No you are confusing our labeling it the same thing as it being the same thing.

You are not going to experience 'your' retirement - assuming there are some years before this happens.

All the matter in you will be replaced, let alone the differences Arioch is pointing out.

It will not be you.

The ten year old child was not you. You share no matter with that child. Unless you believe in some kind of soul.

This is where the example with the ships of Theseus or the Argo come in:

The replacing of the elements occurs slowly enough for us to still have the perception that we are talking about the same entity.

If all the building elements would be replaced from one moment to the next, then your objection would apply.

However, it appears we tend to conceive of identity as something that flows, changes, embraces, permeates.
An analogy would be a liquid like water that soaks, encircles, embraces, permeates everything it encounters.

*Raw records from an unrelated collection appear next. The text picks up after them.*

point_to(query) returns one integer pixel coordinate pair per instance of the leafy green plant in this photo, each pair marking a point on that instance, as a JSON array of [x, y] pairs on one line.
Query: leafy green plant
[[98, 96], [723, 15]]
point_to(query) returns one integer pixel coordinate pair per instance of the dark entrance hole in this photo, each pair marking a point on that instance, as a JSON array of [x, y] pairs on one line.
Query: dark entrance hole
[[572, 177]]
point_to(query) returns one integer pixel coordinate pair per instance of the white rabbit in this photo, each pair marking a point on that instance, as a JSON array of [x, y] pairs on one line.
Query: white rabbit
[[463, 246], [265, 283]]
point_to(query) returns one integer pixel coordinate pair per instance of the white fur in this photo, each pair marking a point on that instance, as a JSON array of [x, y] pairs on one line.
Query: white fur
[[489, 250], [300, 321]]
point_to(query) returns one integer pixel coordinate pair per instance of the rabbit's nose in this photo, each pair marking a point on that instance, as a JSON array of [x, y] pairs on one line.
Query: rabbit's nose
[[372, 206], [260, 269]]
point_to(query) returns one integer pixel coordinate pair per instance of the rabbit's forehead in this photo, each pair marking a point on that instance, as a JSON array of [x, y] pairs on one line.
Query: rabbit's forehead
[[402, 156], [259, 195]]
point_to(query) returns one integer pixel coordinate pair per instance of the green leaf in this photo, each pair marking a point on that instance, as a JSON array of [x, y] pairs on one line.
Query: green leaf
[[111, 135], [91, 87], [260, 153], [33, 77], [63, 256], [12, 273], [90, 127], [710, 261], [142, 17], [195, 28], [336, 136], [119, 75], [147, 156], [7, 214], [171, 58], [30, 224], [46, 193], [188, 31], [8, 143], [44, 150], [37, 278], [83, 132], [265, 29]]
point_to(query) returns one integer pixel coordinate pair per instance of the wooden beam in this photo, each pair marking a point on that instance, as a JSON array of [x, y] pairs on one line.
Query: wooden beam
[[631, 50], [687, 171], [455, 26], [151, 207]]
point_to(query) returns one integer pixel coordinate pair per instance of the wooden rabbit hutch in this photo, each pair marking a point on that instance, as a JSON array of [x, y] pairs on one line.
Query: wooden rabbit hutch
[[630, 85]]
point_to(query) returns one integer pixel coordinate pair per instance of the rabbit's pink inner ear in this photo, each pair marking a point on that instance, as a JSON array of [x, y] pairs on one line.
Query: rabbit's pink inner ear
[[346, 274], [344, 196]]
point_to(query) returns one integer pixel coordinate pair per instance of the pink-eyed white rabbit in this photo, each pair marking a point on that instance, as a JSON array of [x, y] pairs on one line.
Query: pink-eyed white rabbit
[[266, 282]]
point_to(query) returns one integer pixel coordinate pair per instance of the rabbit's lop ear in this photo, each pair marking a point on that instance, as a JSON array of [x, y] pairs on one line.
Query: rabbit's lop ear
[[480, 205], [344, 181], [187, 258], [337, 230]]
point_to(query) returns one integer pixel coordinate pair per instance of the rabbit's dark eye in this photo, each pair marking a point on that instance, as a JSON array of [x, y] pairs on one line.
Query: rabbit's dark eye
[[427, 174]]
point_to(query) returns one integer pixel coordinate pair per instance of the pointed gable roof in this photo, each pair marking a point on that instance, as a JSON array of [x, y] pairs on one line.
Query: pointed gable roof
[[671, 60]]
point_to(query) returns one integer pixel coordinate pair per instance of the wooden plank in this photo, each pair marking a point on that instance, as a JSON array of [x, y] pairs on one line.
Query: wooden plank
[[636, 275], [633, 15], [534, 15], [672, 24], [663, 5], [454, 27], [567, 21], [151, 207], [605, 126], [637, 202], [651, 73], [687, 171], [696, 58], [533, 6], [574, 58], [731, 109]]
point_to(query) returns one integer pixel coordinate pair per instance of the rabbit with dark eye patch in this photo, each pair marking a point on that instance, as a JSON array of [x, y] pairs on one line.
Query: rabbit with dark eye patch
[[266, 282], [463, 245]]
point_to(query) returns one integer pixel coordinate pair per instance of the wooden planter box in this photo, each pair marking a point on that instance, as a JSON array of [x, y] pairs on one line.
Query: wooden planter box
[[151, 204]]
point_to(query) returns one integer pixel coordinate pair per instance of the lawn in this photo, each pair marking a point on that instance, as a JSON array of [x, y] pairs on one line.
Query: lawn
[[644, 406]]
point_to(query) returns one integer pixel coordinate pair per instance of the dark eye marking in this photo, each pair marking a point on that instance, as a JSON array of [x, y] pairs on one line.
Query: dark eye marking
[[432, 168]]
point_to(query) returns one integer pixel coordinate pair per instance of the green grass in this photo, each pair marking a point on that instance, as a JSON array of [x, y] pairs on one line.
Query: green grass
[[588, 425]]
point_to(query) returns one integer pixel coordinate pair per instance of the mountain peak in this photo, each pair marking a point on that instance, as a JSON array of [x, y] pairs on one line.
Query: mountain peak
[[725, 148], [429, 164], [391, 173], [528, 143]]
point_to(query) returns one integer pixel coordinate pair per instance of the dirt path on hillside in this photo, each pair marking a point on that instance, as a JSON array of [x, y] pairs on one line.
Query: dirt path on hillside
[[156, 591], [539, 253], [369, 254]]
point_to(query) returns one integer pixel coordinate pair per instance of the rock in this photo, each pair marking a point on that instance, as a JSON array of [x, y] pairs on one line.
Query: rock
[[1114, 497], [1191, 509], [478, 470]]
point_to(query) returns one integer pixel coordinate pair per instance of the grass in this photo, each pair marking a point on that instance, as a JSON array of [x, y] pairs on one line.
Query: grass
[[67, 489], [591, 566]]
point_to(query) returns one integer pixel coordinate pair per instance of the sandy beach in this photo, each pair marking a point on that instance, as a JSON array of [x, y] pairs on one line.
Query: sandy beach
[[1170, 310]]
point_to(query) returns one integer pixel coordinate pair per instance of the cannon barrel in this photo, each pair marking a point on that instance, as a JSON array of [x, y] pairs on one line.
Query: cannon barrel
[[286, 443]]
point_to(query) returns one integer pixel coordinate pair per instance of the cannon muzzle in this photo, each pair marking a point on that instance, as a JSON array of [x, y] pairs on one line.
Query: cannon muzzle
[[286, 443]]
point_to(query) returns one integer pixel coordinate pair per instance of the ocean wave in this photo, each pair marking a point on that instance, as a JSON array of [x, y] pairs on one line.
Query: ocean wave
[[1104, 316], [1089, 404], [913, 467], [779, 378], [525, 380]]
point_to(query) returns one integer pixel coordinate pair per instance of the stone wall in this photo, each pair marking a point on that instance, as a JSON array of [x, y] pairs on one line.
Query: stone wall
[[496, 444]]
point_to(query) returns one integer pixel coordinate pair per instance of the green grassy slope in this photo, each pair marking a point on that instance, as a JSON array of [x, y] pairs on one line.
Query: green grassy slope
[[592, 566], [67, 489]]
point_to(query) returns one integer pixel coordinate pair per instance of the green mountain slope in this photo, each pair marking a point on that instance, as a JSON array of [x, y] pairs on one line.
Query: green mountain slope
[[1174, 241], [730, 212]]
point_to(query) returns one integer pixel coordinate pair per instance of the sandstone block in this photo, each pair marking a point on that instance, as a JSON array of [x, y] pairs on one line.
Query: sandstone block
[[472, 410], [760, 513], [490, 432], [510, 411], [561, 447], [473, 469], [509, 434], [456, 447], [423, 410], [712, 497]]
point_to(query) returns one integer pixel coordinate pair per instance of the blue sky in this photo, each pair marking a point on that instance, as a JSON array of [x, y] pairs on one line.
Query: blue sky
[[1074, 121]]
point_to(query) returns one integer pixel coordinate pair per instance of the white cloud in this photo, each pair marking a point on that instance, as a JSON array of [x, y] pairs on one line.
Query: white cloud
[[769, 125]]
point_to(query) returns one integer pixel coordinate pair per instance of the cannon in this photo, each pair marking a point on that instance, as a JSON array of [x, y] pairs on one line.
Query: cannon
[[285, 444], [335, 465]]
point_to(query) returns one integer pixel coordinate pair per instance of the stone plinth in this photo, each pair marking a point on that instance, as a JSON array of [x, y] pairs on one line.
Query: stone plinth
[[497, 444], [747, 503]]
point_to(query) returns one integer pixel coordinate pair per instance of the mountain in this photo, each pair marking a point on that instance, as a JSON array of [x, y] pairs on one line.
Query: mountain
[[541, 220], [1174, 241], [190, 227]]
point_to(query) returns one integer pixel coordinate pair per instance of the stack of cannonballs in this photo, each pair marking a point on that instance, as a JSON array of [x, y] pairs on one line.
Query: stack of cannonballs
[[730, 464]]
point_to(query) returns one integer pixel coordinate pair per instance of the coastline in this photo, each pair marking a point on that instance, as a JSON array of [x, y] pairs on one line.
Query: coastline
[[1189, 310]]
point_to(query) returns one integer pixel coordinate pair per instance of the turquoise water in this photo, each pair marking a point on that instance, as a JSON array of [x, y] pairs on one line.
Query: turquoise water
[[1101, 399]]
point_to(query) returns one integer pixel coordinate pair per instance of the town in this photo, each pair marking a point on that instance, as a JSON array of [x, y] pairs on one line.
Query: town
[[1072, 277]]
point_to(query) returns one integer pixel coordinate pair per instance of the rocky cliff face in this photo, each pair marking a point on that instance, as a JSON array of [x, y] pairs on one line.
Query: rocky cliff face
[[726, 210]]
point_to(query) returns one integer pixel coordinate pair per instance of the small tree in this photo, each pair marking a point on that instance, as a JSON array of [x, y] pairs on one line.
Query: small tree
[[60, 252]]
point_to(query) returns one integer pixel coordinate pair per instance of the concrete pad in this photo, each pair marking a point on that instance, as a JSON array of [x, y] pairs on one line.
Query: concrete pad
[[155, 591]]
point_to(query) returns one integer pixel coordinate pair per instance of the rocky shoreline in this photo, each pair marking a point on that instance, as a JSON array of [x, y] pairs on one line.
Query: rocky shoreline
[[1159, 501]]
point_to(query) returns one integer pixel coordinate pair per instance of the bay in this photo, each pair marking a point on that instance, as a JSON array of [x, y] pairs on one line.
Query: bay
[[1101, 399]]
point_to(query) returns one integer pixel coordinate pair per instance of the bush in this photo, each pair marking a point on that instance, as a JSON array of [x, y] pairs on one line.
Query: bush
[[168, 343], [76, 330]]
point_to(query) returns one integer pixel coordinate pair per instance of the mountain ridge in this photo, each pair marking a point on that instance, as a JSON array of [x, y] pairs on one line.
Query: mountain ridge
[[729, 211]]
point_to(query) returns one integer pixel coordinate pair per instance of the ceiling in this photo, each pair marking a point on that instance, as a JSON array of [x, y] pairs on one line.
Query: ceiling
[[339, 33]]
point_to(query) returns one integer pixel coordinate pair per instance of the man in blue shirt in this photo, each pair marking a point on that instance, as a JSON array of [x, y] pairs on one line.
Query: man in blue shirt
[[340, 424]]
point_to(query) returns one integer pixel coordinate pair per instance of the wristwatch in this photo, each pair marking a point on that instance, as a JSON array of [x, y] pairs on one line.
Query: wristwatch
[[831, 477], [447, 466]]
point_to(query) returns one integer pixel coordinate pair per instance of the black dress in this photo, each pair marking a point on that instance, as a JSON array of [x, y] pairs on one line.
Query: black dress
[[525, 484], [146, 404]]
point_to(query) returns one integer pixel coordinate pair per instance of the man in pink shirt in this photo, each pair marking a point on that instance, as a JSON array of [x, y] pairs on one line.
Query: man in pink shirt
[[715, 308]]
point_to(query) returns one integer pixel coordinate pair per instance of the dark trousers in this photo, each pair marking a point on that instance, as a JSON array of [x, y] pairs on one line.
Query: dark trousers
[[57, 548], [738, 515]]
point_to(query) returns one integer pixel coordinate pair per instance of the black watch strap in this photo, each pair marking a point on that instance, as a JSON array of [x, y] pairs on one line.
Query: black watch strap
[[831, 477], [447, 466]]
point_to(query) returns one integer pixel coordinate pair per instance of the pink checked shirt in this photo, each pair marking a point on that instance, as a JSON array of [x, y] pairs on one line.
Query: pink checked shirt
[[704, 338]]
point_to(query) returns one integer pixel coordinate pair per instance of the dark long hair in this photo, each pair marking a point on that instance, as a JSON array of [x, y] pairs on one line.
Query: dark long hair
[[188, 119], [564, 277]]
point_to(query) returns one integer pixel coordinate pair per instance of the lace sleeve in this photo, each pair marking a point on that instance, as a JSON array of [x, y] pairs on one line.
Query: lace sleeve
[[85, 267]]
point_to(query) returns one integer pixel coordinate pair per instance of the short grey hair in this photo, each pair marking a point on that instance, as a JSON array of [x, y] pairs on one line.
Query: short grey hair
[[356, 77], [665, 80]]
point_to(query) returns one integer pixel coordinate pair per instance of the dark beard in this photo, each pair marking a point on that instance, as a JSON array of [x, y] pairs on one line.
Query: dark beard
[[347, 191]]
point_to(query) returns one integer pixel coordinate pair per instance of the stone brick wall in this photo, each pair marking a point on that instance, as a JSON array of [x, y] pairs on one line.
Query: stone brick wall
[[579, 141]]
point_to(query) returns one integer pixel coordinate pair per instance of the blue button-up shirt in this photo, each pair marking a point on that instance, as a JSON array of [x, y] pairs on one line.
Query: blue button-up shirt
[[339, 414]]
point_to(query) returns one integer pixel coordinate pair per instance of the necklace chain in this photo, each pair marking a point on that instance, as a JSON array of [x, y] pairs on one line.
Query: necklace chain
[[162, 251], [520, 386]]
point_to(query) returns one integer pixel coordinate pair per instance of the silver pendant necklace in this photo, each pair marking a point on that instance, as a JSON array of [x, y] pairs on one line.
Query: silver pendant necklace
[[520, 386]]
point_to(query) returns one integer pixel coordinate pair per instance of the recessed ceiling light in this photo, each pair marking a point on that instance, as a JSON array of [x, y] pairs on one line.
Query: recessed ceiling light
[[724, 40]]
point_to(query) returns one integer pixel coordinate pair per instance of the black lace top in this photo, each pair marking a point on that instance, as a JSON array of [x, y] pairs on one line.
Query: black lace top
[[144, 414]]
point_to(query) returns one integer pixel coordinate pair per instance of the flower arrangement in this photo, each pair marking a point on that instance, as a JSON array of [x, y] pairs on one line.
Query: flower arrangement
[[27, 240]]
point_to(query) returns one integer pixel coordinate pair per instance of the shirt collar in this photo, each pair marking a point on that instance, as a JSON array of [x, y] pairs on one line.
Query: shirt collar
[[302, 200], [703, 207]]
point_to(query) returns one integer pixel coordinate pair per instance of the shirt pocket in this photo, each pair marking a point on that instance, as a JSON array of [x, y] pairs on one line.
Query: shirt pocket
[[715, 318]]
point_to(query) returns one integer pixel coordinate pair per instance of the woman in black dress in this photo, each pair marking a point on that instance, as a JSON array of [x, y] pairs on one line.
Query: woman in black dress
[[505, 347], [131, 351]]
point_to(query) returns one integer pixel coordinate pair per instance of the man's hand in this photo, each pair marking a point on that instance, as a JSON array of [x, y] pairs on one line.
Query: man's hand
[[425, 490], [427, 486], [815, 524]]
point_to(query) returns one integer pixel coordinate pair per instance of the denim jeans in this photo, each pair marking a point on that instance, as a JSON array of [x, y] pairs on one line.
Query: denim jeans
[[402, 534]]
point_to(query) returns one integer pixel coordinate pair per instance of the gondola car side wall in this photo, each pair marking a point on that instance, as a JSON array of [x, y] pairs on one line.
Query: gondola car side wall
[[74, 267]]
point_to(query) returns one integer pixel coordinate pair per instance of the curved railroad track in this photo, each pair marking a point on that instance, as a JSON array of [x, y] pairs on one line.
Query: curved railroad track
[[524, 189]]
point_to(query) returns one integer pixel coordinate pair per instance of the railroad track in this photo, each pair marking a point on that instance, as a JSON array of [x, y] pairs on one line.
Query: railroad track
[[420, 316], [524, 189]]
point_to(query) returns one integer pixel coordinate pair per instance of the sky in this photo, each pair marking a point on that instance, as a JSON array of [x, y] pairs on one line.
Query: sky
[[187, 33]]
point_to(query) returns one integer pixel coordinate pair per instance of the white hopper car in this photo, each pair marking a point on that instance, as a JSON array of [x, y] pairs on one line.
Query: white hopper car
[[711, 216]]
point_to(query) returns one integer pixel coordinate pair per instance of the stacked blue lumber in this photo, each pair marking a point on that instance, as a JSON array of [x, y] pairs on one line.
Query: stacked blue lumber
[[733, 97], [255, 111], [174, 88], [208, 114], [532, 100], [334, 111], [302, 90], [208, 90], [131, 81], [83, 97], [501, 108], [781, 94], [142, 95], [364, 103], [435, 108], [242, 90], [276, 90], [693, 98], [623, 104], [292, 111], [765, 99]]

So even when an individual element is replaced, since the other elements are holding that which permeates, the new element is also permeated, thus becoming part of entity, the entity retaining its identity.
 
So, do you suggest that seven years should be the maximum prison term?
Sure, if the goal is punishment. A case could be made for rehabilitation terms longer than that. Patterns continue, potentially, in the copies.:p

Anyone arguing that western prison systems are geared towards rehabilitation is either deluded or lying outright; male prisoners wouldn't be forced to fight like cornered raccoons to protect their bumholes on a near-daily basis if it was only/mostly about rehab. Revenge is usually part of the motivation, as well as the protection of potential future victims. It also involves sending a deterring message to would-be criminals; that message says you are not to commit what the state defines to be serious crimes, or you will not like the outcome, which will involve a lot more than just regular visits with a therapist and will continue for an excruciating and mentally/physically crippling period of time even if you change your ways and acquire the heart of a saint.